I’d like to see some independent direction, and quite frankly, we haven’t received that. We’ve received self-serving testimony from all kinds of groups. I’ve met with just about everyone who’s involved here, and they’re all great. But it doesn’t necessarily mean that they are not going to each put their own spin on it, and I don’t blame them for doing so. So I’m looking for some objectivity from you.


So I’m hearing that sufficient information is not there right now.


A: I’m hopeful that that will begin to be available, staring tomorrow.


Q: But what can we expect?


A: It will probably take us a few weeks to get our arms around it; we’ll need to understand how it relates to other initiatives; I expect that a few weeks from now we’ll begin to be able to give you an estimate.


Q: I hope that we can have an interim report in some reasonable period of time. Can we have any faith in the document we have right now? Who the ITD has talked to? What time frames they used? So we’d certainly appreciate your viewpoint.

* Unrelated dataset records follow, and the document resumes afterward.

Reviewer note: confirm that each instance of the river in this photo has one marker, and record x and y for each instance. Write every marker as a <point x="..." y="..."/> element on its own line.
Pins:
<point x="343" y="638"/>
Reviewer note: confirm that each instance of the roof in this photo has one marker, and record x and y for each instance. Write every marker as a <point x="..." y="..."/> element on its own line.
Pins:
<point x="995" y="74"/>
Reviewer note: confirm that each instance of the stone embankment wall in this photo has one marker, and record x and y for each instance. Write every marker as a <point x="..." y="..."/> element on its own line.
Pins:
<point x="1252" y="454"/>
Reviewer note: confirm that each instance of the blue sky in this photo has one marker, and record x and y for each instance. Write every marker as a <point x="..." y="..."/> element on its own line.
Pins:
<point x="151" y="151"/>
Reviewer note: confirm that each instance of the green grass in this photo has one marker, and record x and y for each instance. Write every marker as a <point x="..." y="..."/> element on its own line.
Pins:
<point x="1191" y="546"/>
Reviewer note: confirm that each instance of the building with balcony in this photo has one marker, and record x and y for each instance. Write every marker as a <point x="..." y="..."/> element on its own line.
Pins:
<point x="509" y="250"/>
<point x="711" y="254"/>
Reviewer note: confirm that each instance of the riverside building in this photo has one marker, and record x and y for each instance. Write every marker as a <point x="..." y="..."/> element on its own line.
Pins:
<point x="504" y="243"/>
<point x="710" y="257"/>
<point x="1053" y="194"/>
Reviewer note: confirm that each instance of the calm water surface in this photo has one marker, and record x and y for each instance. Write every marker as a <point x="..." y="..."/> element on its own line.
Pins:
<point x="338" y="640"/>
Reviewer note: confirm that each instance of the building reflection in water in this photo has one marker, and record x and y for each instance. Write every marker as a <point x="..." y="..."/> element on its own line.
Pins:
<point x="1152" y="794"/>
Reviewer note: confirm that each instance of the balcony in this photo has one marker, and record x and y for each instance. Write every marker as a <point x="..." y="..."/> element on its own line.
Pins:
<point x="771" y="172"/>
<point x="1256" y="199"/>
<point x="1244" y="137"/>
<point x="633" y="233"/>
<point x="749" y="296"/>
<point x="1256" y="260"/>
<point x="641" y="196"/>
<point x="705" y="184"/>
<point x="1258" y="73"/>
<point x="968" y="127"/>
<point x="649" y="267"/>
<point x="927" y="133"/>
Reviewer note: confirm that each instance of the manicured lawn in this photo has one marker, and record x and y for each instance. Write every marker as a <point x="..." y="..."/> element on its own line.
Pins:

A: [There is a second person at the table who’s name I did not catch; I believe he is from the same office.] Q: I thank you very much. 7. That completes our scheduled witnesses. I had promised Mr. Quinn that he could return. Quinn: Perhaps I should let sleeping dogs lie. Pacheco: then thanks to all of you. Let me tell you what happens next.


We’ll be recontacting some of those that testified today, and getting written documents from them; we may be in touch with certain industry groups; we want to be in touch with the Auditors Office and the IT folks as this goes on; and we certainly want to stay in touch with the disability folks to hear how discussions are proceeding involving them.


One final comment that I would like to make on the record. We have called this hearing not because of technology issues, because its not about that – we’ll get what we want at the end of the day. We’ve called this hearing for a number of reasons: One, we want to understand the statutory position. We hear the ITD say they can move forward, period. And we heard also that they cannot. We have a problem.


The second point for the hearing: process. Keeping faith with what the open source community itself has put on the table each time we have talked to them – open process. And from what we’ve heard today, we’ve had far less than democracy, when a policy could impact a large part of the workforce. That’s far from a collaborative process.


And finally, we called this meeting because of the potential costs. We may go forward with an initiative, and we need to know what the costs and the impacts will be. And we need to know what these impacts will be. I thought that the Ways and Means Committee, on which I sit, surely would have had a discussion about this. And they first learned about it from me. And I’ve also learned today that any cost analysis we have today is deficient.


So I’d like to say on the public record that our concerns have been born out in each of these three areas.